Comment les applications d’IA comme DermAI sont-elles mises en œuvre dans les laboratoires de pathologie ?
C’est une excellente question. Alors que différents laboratoires adoptent différentes approches, nous croyons que la seule façon dont les laboratoires adopteront vraiment l’IA à grande échelle est en utilisant une plateforme d’IA. Comme je l’ai décrit plus haut, les opérations de pathologie numérique des laboratoires tournent autour d’une plateforme qu’ils utilisent pour visualiser, gérer et analyser les images. La plateforme de Proscia, Concentriq, fournit toutes ces fonctionnalités et sert également de tremplin pour les applications d’IA. Nous croyons que cette approche facilite le déploiement de l’IA dans la pratique, en l’intégrant sans heurt dans leur travail quotidien afin qu’ils puissent l’utiliser à grande échelle et réaliser sa véritable promesse.
Y a-t-il autre chose que vous aimeriez partager sur Proscia ?
Je suis vraiment enthousiaste à l’idée du travail que mon équipe et moi effectuons. La réalité malheureuse aujourd’hui est que nous savons tous quelqu’un qui a été touché par le cancer et l’impact significatif qu’il a sur lui et ses proches. Notre travail a le potentiel d’améliorer les résultats des patients et de faire une différence réellement significative. C’est quelque chose dont je suis fier de faire partie.

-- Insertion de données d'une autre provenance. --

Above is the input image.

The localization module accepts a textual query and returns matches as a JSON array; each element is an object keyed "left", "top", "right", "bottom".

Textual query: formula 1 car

À cette fin, c’est formidable de voir que de nombreuses organisations de premier plan croient également en le travail que nous faisons. Au cours des derniers mois, le Joint Pathology Center (JPC), qui abrite la plus grande base de données de tissus humains au monde, a sélectionné Proscia pour numériser cet archive. Le JPC a plusieurs raisons pour vouloir passer au numérique, notamment pour accélérer le développement de l’IA. LabPON, le premier laboratoire au monde à atteindre 100 % de diagnostic de pathologie numérique, a également récemment sélectionné la plateforme de Proscia pour développer ses opérations de pathologie et poser les fondations pour la mise en œuvre de l’IA. LabPON collaborera également avec nous sur le développement et la validation de nos systèmes d’IA.
Et enfin, nous reconnaissons que nous ne pouvons pas transformer la pratique de la pathologie seuls et nous développons constamment notre équipe. Si vous êtes intéressé pour nous rejoindre, je vous encourage à en savoir plus sur Proscia et à consulter nos offres d’emploi.